Записывались без всяких формальностей. Незнакомый молодой рабочий, в черной смятой, как блин, фуражке, сдвинутой на затылок, с испитым серым лицом (папироса в углу рта), записывал в синюю ученическую тетрадь имена тех, кто приходил.
— Фамилья? — отрывисто спросил он, когда Акимка с сильно бьющимся сердцем, застенчивый, будто связанный по рукам и ногам, очутился перед его столом.
— Аким Розов, — хрипло ответил Акимка.
— С какой фабрики? — опять спросил рабочий, не поднимая от тетради глаз.
Акимка сказал.
— Номер винтовки? — тем же тоном бросил рабочий.
— Чего? — спросил Акимка, не понимая вопроса.

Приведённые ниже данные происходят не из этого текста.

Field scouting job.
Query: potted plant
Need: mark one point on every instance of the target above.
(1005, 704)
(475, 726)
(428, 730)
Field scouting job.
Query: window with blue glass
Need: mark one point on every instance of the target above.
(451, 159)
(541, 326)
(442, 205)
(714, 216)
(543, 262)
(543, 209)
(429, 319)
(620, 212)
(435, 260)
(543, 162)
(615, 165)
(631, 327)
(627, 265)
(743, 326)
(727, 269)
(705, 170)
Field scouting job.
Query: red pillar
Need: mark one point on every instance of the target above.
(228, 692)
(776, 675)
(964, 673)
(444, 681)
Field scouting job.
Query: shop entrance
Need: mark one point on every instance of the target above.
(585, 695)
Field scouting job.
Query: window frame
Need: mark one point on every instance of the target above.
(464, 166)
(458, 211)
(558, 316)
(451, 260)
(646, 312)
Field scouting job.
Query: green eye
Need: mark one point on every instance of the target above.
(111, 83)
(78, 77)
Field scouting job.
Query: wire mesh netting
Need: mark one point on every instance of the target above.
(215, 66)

Но на это рабочему ответил солдат, стоявший у груды винтовок, сваленных на полу, здесь же у стола.
Солдат назвал какую-то длинную цифру и сунул растерявшемуся Акимке в руку винтовку.

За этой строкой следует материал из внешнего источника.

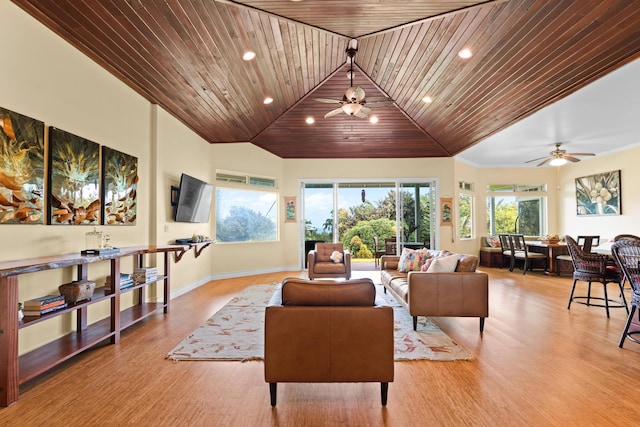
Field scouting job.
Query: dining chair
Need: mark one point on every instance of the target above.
(626, 237)
(585, 243)
(521, 252)
(390, 246)
(507, 254)
(626, 253)
(589, 267)
(378, 250)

— Иди к тому столу, — сказал он, показывая рукой в глубину комнаты, где у другого стола толпились рабочие уже с винтовками в руках. Акимка, широко улыбаясь, крепко держа винтовку обеими руками, пошел. Он не чувствовал ни рук, ни ног, точно они сделались ватными, и плыл как в тумане. Ему дали какую-то бумажку, патронные сумки из холста, пачки патронов, пояс, а потом молодой солдат, бойкий и веселый, что-то говорил ему о затворе, о том, как надо держать винтовку, брал винтовку из его рук, щелкал затвором и все спрашивал:
— Понял, товарищ?
— Понял, — невнятно ответил ему Акимка, хотя от волнения и новизны не понимал ни одного слова.
В углу комнаты, у окна, рабочие рассматривали только что полученные винтовки, заряжали их, гремели затворами, туго подпоясывались новыми желтыми солдатскими ремнями, прилаживали сумки с патронами и сговаривались, кому с кем идти. В большой комнате было холодновато, дымно и сыро. Пахло махоркой.
— Ага, и Розов с нами, — весело сказал низенький безусый рабочий, когда Акимка подошел к окну. — Записался?
— Записался, — широко улыбаясь, ответил Акимка.
— Постой, постой, товарищ, — вдруг живо и насмешливо отозвался другой рабочий, с широким лошадиным лицом, по которому через всю щеку и подбородок шла белая полоса — старый шрам. — Ты же ведь в эсерах ходил. Как же это ты теперь-то?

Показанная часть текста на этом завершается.